The Mudcat Café TM
Thread #159568   Message #3784934
Posted By: Jim Brown
12-Apr-16 - 02:12 PM
Thread Name: Origins: Gosport Tragedy/ Cruel Ship's Carpenter
Subject: RE: Origins: Gosport Tragedy/ Cruel Ship's Carpenter
Hello Gutcher,

It's good of you to post these and fill in a gap in the picture.

The two lines in the first one are from the old broadside text.

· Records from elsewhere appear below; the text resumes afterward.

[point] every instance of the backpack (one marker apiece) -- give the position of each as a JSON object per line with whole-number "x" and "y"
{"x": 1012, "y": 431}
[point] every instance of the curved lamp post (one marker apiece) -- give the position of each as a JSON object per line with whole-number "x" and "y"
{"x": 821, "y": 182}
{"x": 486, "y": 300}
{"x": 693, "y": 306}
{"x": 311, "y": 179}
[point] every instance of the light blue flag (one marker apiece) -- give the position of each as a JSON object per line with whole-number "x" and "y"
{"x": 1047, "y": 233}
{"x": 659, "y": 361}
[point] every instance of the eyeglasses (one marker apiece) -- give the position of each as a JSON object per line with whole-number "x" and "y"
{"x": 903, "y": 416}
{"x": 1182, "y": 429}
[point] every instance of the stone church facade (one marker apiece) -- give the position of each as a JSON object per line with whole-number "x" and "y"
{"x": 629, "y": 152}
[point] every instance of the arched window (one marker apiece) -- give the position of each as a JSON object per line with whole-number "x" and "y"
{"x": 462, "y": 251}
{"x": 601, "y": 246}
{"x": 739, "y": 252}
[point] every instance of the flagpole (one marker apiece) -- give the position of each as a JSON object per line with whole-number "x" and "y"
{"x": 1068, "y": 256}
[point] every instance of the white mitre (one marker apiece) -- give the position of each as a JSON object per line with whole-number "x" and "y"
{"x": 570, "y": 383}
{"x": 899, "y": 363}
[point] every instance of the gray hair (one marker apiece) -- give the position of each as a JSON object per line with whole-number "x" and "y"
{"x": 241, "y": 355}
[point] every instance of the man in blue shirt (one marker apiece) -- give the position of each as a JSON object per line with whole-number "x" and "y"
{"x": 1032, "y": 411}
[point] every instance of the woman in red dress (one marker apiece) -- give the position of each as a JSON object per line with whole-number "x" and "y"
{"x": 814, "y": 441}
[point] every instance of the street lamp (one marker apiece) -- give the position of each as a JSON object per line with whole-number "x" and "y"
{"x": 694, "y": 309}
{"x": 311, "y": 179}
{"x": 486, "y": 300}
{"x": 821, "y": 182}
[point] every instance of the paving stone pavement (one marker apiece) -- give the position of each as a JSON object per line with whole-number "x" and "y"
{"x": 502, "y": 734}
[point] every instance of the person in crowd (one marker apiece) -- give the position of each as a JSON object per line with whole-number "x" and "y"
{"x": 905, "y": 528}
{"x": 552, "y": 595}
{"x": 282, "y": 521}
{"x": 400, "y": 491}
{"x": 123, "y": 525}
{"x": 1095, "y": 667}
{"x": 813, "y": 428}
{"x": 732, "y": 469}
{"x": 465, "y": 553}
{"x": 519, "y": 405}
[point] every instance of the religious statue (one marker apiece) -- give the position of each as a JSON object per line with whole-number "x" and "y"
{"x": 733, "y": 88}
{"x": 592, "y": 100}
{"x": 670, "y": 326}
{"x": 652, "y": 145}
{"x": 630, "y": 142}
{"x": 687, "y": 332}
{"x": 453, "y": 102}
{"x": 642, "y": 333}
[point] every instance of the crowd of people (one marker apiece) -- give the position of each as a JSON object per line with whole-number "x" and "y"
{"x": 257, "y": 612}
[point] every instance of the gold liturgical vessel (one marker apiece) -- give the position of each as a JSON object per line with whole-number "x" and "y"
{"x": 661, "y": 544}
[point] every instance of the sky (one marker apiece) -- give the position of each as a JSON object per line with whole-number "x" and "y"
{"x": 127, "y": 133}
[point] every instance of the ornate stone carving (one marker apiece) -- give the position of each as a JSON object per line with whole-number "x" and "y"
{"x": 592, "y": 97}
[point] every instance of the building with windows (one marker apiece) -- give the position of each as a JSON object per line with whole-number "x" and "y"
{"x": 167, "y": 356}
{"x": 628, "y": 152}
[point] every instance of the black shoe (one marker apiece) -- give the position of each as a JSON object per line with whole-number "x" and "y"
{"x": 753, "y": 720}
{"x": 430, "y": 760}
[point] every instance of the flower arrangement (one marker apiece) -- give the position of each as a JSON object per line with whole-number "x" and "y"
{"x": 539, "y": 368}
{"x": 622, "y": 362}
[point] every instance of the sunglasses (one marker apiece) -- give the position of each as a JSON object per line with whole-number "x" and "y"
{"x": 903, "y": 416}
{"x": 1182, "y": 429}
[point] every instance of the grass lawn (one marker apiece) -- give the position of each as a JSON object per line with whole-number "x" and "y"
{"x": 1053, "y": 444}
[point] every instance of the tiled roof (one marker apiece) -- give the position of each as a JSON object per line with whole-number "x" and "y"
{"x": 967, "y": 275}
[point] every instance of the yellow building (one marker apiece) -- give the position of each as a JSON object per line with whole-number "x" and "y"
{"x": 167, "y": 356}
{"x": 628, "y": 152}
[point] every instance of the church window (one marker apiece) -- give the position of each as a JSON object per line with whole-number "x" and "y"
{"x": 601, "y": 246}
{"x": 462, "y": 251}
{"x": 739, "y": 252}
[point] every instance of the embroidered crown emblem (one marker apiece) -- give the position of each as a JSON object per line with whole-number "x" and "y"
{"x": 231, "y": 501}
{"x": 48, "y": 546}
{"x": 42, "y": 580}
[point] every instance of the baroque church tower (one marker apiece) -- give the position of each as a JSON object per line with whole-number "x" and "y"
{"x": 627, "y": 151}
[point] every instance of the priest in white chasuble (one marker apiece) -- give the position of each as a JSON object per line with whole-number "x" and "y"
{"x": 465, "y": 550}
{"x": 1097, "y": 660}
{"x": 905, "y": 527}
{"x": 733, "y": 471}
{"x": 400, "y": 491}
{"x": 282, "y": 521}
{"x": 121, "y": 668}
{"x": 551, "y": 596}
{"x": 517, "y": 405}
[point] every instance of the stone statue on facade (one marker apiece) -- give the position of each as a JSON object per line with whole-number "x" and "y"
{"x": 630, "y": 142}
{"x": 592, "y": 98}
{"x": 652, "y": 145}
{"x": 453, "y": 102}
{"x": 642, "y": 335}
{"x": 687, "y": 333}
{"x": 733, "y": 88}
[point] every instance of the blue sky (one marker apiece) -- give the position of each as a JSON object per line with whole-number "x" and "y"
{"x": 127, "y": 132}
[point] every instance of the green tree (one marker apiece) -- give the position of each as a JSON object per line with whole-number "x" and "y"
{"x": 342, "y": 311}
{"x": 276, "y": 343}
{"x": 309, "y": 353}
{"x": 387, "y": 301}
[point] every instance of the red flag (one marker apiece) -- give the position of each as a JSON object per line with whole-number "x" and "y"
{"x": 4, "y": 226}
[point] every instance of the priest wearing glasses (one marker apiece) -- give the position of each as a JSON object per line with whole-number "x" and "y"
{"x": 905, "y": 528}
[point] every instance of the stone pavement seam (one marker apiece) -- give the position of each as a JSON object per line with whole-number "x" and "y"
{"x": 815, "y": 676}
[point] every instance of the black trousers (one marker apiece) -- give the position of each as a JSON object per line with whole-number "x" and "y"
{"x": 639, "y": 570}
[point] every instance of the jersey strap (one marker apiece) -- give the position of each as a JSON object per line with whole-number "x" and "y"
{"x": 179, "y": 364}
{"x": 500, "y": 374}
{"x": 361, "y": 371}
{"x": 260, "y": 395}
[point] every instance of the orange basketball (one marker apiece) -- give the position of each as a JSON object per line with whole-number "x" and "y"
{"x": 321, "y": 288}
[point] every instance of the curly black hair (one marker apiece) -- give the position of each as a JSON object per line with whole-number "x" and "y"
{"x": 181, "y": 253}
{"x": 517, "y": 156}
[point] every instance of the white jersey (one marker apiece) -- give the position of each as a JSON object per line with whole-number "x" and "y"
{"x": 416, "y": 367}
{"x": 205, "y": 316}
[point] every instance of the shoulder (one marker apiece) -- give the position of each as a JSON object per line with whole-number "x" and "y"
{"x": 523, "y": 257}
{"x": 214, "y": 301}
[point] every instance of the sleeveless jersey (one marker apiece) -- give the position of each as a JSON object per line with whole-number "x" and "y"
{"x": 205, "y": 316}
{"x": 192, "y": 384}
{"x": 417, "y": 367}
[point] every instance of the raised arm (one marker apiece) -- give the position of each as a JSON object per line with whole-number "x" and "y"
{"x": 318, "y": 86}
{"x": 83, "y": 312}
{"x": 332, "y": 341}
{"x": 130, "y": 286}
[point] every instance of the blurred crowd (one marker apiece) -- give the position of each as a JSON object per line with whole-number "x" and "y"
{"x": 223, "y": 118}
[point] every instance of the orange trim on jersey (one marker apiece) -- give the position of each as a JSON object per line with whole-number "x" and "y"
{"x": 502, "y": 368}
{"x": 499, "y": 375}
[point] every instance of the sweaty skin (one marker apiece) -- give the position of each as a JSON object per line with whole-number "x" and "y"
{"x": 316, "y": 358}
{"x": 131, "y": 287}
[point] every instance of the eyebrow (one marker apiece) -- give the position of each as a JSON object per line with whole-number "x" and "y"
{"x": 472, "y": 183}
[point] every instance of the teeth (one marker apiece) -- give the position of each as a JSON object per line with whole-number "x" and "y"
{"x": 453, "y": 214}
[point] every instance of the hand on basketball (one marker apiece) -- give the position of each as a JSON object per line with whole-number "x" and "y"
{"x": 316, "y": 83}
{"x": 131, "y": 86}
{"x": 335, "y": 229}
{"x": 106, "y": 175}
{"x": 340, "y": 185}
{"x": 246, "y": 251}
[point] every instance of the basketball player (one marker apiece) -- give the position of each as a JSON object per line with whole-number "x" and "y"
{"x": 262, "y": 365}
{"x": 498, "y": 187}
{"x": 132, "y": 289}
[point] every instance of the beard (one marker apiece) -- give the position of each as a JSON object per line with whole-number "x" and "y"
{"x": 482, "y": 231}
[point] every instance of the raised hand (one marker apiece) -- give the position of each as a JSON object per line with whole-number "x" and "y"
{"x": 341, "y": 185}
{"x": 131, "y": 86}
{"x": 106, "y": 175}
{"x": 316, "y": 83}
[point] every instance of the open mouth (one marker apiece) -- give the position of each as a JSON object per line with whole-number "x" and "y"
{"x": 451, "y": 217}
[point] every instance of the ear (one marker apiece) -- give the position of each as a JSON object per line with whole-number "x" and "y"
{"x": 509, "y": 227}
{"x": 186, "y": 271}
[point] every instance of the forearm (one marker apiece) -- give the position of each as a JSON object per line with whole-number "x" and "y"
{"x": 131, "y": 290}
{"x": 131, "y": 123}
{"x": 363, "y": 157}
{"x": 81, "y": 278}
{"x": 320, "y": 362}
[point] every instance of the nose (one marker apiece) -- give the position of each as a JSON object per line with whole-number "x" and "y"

The Roxburghe and other 18th century broadsides have: "At the fall of the damsel and her daughter dear, / In Gosport church they bury'd her there." The Scottish chapbooks and Peter Buchan have variations around "At the fall of a damsel and baby so fair, / And in Gosport church-yard they buried were." or "At the fate of the damsel and baby so fair, / And in Gosport Church-yard they buried her there." Since the Greig-Duncan lines mention the "baby so fair", I would reckon they come from a version of that sort. (They're certainly not from the American Deming version, which doesn't have those lines.)

The second one is from the burlesque version, "Molly the Betrayed or The Fog-Bound Vessel". Maybe the tune makes it funnier, but as far as I can see, apart maybe from the second line, more usually "For grammar or graces none could her excel", pretty much all the humour seems to come from making fun of people who pronounce "w" as "v" (Cockneys?) - though fit for the Aiberdeenshire fowk wad hae lauchit at that is mair nor A can faddom.